Does your physical examination report include these types of nodules and polyps?
When we receive a test report indicating “nodule” or “polyp,” what should we pay attention to? Is further examination or treatment necessary? Here is a detailed explanation of some common nodules and polyps you may be concerned about.
Thyroid Nodules
Ultrasound examination of the thyroid in the neck is a routine item in physical exams and is the main method for detecting thyroid nodules. In 2020, about 60% of adults were found to have one or more thyroid nodules, of which approximately 95% were benign and only about 5% were confirmed as malignant[3].
Although the probability of a malignant diagnosis is low, it is essential to rule out the possibility of malignancy in thyroid nodules. Clinically, the TI-RADS (Thyroid Imaging Reporting and Data System) is commonly used to classify thyroid nodules according to their benign or malignant potential[3][4].

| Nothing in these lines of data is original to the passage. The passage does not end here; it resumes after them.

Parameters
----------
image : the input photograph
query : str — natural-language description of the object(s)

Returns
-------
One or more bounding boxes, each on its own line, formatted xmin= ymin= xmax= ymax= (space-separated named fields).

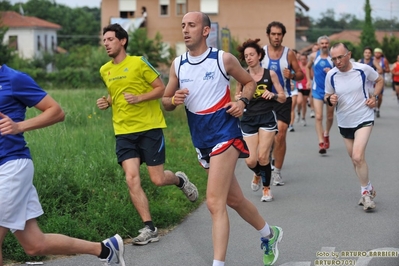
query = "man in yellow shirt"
xmin=97 ymin=24 xmax=198 ymax=245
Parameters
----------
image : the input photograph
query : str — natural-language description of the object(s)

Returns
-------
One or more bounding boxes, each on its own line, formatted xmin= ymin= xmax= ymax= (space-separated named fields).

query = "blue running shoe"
xmin=260 ymin=226 xmax=283 ymax=266
xmin=100 ymin=234 xmax=125 ymax=266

According to the “2020 Chinese Guidelines for Risk Stratification of Thyroid Nodules by Ultrasound: C-TIRADS” published in the Chinese Journal of Ultrasound Imaging, nodules graded 4–6 are recommended to follow the clinical doctor’s advice for targeted measures, including thyroid function tests, fine-needle aspiration, and further examination and treatment. Nodules graded 3 or below generally only require regular follow-up to observe changes.
Breast Nodules
Breast nodules can be benign or malignant. Benign nodules include fibrocystic changes, breast cysts, and fibroadenomas, while malignant nodules may indicate breast cancer.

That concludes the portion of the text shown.